There are actually two separate causal models in Pearl's book: "causal Bayesian networks" (chapter 1), and "functional models" aka "non-parametric structural equation models" (chapter 7). These models are not the same, in fact functional models are a lot stronger logically (that is they make many more assumptions).

The first is defined via do(.), you can check the definition. The second can be defined either via a set of functions, or via a set of axioms. The two definitions are, I believe, equivalent. The axiomatic approach is valuable in statistics, where we often cannot exhibit the functions that make up the model, and must resort to enumerating assumptions. If you want to take the axiomatic approach you need a language stronger than do(.). In particular you need to be able to express counterfactual statements of the form "I have a headache. Would I have a headache had I taken an aspirin one hour ago?" Pearl's model in chapter 7 actually makes assumptions about counterfactuals like that. If you think talking about counterfactual worlds that don't actually exist is dubious, then you join a large chorus of folks who are critical of Pearl's functional models.

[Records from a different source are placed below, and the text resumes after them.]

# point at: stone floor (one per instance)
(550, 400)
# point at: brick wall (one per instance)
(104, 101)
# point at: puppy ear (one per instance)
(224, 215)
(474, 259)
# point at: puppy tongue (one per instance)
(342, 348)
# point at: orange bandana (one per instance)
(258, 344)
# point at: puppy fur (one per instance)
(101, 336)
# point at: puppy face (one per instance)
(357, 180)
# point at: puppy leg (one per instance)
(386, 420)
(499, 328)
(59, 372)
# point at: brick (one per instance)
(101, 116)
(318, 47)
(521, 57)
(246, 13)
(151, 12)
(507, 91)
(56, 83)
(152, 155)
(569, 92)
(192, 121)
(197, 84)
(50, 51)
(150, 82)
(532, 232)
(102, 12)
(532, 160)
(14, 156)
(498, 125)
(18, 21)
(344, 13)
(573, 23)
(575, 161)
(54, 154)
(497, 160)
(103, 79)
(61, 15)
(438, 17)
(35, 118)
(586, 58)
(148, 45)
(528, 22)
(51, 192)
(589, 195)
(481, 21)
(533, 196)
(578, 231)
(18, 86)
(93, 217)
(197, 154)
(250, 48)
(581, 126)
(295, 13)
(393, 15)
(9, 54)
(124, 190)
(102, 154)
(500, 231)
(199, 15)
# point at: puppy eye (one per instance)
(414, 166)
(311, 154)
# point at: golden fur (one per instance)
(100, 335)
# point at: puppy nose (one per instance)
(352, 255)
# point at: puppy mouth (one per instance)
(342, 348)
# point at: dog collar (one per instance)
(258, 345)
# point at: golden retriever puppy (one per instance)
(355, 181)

If you want to learn more about different kinds of causal models people look at, and the criticisms of models that make assumptions on counterfactuals, the following is a good read:

http://events.iq.harvard.edu/events/sites/iq.harvard.edu.events/files/wp100.pdf


Some folks claim that a model is not causal unless it assumes consistency, which is an axiom stating that if for a person u, we intervene on X and set it to a value x that naturally occurs in u, then for any Y in u, the value of Y given that intervention is equal to the value of Y in that same person had we not intervened on X at all. Or, concisely:

Y(x,u) = Y(u), if X(u) = x

or even more concisely:

Y(X) = Y

This assumption is actually counterfactual. Without this assumption it's not possible to do causal inference.